What this means for you
First off, you could notice new labels on packaging to signal that your meal meets the 400-600-600 guidelines. And your favoured foods could get smaller or perhaps, change in flavour as recipes are re-worked to lower total calories. So far so good – or is it?
'I commend the PHE for encouraging people to eat healthier by being more informed, however, I feel there is the risk of using calories as an indicator of how healthy a food is,' says Dr Hazel Wallace and founder of The Food Medic.
'An analogy by Nichola Ludlam-Raine explains this well. A wholemeal sandwich made with chicken, avocado and salad is likely to be higher in calories than one made with white bread and filled with a slice of ham.

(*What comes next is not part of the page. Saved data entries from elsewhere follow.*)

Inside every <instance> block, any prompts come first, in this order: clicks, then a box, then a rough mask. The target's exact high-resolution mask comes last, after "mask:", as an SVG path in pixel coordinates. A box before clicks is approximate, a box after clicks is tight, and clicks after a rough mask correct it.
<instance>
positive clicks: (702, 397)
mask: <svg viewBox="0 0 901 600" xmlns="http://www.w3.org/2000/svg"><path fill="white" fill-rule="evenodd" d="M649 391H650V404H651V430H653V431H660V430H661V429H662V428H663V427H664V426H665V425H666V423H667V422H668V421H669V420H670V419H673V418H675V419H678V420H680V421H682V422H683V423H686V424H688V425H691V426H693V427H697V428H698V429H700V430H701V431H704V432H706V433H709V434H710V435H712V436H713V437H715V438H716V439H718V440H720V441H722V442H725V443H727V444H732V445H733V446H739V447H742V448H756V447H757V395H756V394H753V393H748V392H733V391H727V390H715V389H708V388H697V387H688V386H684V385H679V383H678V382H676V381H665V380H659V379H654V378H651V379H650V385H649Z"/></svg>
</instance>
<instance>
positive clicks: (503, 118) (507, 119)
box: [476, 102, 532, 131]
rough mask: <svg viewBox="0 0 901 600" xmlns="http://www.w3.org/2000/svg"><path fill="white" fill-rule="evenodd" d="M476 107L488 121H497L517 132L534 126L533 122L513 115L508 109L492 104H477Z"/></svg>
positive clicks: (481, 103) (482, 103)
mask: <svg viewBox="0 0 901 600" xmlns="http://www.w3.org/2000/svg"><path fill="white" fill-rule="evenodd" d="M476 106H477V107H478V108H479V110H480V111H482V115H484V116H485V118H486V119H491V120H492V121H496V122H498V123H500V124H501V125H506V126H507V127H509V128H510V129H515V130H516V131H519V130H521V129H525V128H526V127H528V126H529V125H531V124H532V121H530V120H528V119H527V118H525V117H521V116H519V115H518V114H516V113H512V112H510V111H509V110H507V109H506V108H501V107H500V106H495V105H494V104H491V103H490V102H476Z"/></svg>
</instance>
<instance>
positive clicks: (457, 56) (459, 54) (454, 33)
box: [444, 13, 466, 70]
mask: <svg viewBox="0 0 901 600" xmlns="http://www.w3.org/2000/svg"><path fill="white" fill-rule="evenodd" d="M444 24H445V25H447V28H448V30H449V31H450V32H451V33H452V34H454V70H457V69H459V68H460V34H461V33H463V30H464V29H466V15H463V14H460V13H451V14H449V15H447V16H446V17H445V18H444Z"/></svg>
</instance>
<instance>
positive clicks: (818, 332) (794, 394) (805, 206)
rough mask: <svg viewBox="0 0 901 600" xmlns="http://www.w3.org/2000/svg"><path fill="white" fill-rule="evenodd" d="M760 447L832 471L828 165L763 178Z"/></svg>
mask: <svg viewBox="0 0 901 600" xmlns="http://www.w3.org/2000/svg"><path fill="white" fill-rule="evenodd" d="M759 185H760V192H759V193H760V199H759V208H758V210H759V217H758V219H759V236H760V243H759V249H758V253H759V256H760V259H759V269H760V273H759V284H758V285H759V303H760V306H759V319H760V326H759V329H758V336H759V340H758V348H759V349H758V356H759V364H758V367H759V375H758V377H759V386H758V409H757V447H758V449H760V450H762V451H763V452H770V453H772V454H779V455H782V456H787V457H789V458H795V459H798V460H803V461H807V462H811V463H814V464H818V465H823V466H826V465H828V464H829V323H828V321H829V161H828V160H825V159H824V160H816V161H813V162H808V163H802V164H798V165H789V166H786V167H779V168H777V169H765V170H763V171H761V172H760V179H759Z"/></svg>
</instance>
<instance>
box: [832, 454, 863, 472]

'Both sandwiches can have a place in the diet, but it is likely the wholemeal one, which would be higher in fibre, nutrients, protein, and healthy fats, will leave you feeling more satisfied.'
Furthermore, Wallace adds that generalised calorie guidelines need to be taken with a pinch of salt: 'It is recommended [in this campaign] that women consume 2000kcal a day, but the amount is truly individual and depends on activity level. You’ll require more calories when training for a marathon than say, in a sedentary job.'
A very valid point. In Lean Habits for Lifelong Weight Loss author and registered dietitian Georgie Fear explains that your body burns calories even when you’re doing nothing – this is called your basal metabolic rate.
However, the number of calories it eats through is dependent on a number of factors (think: sex, age, and height) but the main determinant of BMR is lean body mass.
Therefore, you shouldn’t expect to go through the same calories as your Crossfit-regular friend who’s one foot taller and 10kg heavier – thus, making the 400-600-600 calorie rule redundant unless you fit the profile of the woman these guidelines were based on, which, by the way, hasn’t been shared.
So how can I manage a healthy, balanced calorie diet when I'm always on the go?
For starters, focus on portion sizes. Wallace suggests measuring out your food and getting to grips with recipes that you can package up and take with you. In doing so, you become more aware of the ingredient makeup of your meals.
Next, take a moment to scan food packaging. 'There is a danger that this awareness campaign could simply be used as a marketing tool by food retailers and the ‘out of home’ sector to sell more products,' warns Graham MacGregor, Professor of cardiovascular medicine at Queen Mary University of London and chairman of Action on Sugar.
Today’s nutritional takeaway?
Make mindful choices when it comes to choosing your pre-packaged food and do look at the nutritional information. The caloric value of your food is only part of the story, look at the ingredients list for the next chapter.